There may be no other job in the healthcare field as mentally and emotionally draining as psychiatry. To say that psychiatry jobs are not for everyone is to state the obvious and simplify the momentous. Psychiatrists, more than any other healthcare professional, deal with some of the worst aspects of being human. And yet they continue to do what they do to the benefit of those patients they serve.
So what keeps psychiatrists on the job? What drives them to practice in an area of medicine that is both highly personal and equally impersonal at the same time? Doctors do what they do for different reasons. As a general rule though, psychiatry is a form of medicine clinicians find attractive for a small number of reasons. Some of those reasons are listed below, adapted from a Psychiatric Times piece written by Dr. Daniel Morehead.
1. Opportunities to Change Lives
Just about every medical discipline offers the opportunity to change lives. Yet psychiatrists have opportunities that other clinicians never get. They work long-term with patients whose futures hinge on the doctor-patient relationship. They get to know patients personally – in a way that’s just not possible in other medical disciplines. And even when possible, such deep relationships are often not recommended within those other disciplines.
There is this innate desire in human beings to contribute to the common good in some way. This desire seems to be prevalent among doctors in general, and psychiatrists in particular.
2. The Need to Be Needed
Another trait that seems prevalent among psychiatrists is a need to be needed. Again, doctors in just about every discipline feel this way at one time or another. Yet psychiatrists seem to be more affected by it. The good news is that they will always be needed. As long as humankind roams the earth, psychiatry will be in high demand.
3. Medical and Intellectual Challenges
Part of what makes psychiatry so attractive is the challenges it presents. Psychiatrists are challenged professionally and personally. Every new case presents another challenge to improve medically, intellectually, and even emotionally. In effect, you can say that psychiatrists are challenged to work on self-improvement even as they treat their patients.
Other medical disciplines have their unique challenges as well. Psychiatry is different in that it often causes the clinician to take what is learned from patients and turn it inward. In that way, they are challenged to better themselves.
4. A Fascination with the Mind
The mind, unlike the body, is not necessarily easy to understand. You can order a simple x-ray and determine that a patient has broken a bone. You can order an MRI to confirm a multiple sclerosis diagnosis. But more often than not, definitive tests capable of proving a psychiatric diagnosis do not exist.
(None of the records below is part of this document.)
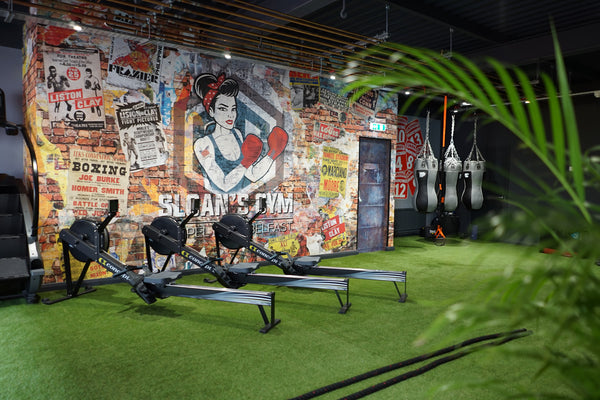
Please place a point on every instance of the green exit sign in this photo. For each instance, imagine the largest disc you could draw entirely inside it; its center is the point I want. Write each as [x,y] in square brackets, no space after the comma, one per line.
[377,127]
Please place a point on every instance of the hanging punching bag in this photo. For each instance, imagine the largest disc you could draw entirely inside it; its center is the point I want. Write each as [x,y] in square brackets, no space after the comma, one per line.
[452,169]
[426,170]
[473,169]
[472,196]
[425,199]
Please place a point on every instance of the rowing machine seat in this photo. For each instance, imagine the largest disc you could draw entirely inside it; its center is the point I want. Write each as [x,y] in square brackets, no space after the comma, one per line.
[162,278]
[243,268]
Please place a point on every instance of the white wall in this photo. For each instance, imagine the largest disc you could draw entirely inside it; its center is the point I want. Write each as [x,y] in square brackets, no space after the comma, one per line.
[11,82]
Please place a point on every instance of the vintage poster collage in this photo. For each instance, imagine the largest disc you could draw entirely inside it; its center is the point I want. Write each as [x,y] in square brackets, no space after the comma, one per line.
[186,126]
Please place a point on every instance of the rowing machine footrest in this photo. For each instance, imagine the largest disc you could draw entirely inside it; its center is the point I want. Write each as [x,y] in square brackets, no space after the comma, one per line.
[307,261]
[162,278]
[243,268]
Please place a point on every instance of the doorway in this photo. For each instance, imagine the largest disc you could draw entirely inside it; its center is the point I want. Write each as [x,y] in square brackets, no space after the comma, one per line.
[374,194]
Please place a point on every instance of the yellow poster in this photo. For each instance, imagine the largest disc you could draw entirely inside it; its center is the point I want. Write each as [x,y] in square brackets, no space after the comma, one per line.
[334,173]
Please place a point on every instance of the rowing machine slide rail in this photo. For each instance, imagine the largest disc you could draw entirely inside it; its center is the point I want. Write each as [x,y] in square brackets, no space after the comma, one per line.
[166,236]
[87,241]
[235,232]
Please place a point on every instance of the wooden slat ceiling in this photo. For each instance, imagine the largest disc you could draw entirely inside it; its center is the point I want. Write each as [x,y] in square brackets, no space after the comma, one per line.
[324,35]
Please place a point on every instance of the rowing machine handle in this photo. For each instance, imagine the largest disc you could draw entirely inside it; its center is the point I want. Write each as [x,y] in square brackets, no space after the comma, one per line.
[262,208]
[113,208]
[195,209]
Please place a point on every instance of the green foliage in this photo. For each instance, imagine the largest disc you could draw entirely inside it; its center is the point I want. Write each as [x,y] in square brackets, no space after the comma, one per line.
[562,292]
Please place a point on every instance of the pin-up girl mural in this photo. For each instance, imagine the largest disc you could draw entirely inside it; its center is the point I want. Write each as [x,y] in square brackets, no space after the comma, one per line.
[229,160]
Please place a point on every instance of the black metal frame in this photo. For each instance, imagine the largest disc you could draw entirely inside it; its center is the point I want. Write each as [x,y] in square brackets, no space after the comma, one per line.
[150,287]
[303,265]
[173,242]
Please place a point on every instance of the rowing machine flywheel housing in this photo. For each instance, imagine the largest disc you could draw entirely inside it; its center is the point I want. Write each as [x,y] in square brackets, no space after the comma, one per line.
[168,227]
[88,231]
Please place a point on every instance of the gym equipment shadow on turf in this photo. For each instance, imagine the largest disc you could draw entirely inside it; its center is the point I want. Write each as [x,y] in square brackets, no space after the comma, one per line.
[88,241]
[167,236]
[235,232]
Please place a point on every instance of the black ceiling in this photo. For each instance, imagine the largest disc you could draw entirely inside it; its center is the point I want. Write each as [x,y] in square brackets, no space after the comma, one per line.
[514,31]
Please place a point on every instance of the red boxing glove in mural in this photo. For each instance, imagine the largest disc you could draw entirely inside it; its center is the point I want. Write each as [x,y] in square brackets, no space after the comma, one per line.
[277,142]
[251,150]
[230,160]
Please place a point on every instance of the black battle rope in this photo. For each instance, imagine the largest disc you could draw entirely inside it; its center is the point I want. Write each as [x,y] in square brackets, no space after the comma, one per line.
[508,336]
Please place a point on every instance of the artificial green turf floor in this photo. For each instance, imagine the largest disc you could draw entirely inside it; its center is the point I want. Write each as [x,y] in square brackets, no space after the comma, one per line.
[110,345]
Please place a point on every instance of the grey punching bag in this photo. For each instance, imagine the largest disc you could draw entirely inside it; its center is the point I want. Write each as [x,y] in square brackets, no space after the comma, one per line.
[473,169]
[426,169]
[452,169]
[472,196]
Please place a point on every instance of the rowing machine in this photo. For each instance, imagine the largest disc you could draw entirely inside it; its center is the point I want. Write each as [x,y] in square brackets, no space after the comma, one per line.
[166,236]
[235,232]
[87,241]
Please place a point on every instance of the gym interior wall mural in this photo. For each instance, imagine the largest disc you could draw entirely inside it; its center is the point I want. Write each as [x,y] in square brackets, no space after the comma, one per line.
[157,127]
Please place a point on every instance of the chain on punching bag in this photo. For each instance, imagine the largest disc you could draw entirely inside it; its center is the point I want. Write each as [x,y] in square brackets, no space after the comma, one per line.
[426,169]
[473,169]
[452,169]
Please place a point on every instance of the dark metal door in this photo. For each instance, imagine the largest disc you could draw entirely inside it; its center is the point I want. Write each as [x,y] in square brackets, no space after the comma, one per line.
[374,194]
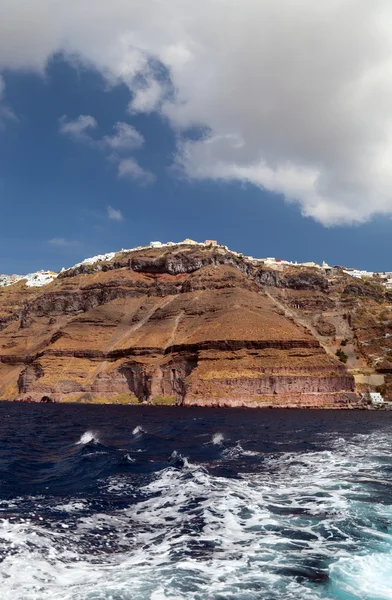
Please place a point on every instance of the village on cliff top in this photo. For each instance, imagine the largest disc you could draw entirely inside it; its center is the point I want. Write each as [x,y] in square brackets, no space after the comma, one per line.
[42,277]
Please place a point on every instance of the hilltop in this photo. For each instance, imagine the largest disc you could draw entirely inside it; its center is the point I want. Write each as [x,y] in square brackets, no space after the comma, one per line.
[193,323]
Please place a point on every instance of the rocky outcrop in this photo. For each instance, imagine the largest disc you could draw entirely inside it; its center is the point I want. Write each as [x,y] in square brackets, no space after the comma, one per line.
[184,325]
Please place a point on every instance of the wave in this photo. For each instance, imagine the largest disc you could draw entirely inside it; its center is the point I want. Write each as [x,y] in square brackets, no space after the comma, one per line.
[217,438]
[88,437]
[138,429]
[306,526]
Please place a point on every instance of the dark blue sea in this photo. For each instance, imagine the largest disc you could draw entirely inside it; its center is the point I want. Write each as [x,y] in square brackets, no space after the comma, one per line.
[137,503]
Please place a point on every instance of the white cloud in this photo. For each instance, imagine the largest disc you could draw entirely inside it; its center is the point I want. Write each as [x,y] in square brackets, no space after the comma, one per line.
[146,96]
[78,128]
[126,137]
[114,214]
[117,147]
[63,242]
[128,168]
[295,97]
[6,114]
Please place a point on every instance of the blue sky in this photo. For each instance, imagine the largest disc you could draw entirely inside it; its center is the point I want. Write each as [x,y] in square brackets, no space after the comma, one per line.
[63,197]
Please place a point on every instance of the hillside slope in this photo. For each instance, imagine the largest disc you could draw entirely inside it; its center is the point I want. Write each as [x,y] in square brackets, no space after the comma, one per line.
[191,325]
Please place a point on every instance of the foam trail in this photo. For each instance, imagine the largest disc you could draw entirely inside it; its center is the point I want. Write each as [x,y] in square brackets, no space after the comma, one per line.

Psychiatrists tend to find the human mind a lot more fascinating than the body. They thrive on exploring emotions and thought processes. Their own intellects are stimulated by trying to get into the minds of their patients. You can do things in psychiatry that just aren’t possible in any other form of medicine.
5. The Financial Aspect
It would be impossible to write a post like this without talking about the financial aspect. The truth is that psychiatrists are among the highest paid clinicians. Moreover, higher-than-average compensation runs the gamut from private practice owners to locum tenens psychiatric providers. Psychiatrists make good money. It is as simple as that.
There are things about psychiatry that aren’t necessarily pleasant. Yet the positives of the profession far outweigh the negatives. That’s why psychiatrists stay on the job.